In the manual it says the meausurement on the instrument envelope x-axis represent ticks. I have a song with 4 LPB and 12 Ticks Per Line. That should mean a beat in the envelope editor is 48 ticks long right? But it is not and after manually figuring it out a beat corresponds to 23 (?) ticks for this song. How can you determine the length of a beat in the instrument envelope without trial and error?

The info is outdated. Try making as tight triangle wave amp envelope as you can with some static sound, put LPB to 4 and TPL to 3. What do you hear? Do you hear?

That is because your envelopes has static resolution of 24 per beat (count zero as a number, 0 to 23 equals 24 values), so if you do 34 ticks per beat you hear every 24/(34)=24/12=2nd envelope position. Which means every second position of envelope is sampled.

If you double the resolution with LPB or TPL, any other of which doubled leads to doubled resolution, you hear every envelope position but no more, which means your beautiful triangle envelope has become a bulky square one, because there are no values sampled in between lines.

On your example you have 12*4=48 ticks per beat, so your automation samples every 24/48=1/2th line of you instrument envelope. In other words there is two sampled values in one automation unit.

It might seem like a bit difficult at first, but allows all kind of whacky effects if abused a bit, since TPL*LPB is the rhythm that all modulation and automation in Renoise follow.

Thanks!

As a feature request would it not be a good idea to allow the measurement to be set by the user (as in the sample editor)? So you could simply choose ‘beats’ as value for the instrument editor?

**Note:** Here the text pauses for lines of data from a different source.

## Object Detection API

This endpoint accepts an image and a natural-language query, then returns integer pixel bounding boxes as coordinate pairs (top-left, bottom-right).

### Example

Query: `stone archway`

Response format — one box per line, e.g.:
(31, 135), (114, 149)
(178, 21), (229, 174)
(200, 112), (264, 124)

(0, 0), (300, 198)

Well, actually it is displaying beats, the bars are 24 units from each other until you hit the 496 lines mark. Additional unit types could be nice, but there is new XRNI format to come, so dunno how eager they are to improve current one. But you are welcome to post the suggestion, just remember that ideas & suggestions forum is pretty crowded nowadays so make sure you write a good argument to make a point clear and rise some discussion. Two-liners rarely gain very much popularity there.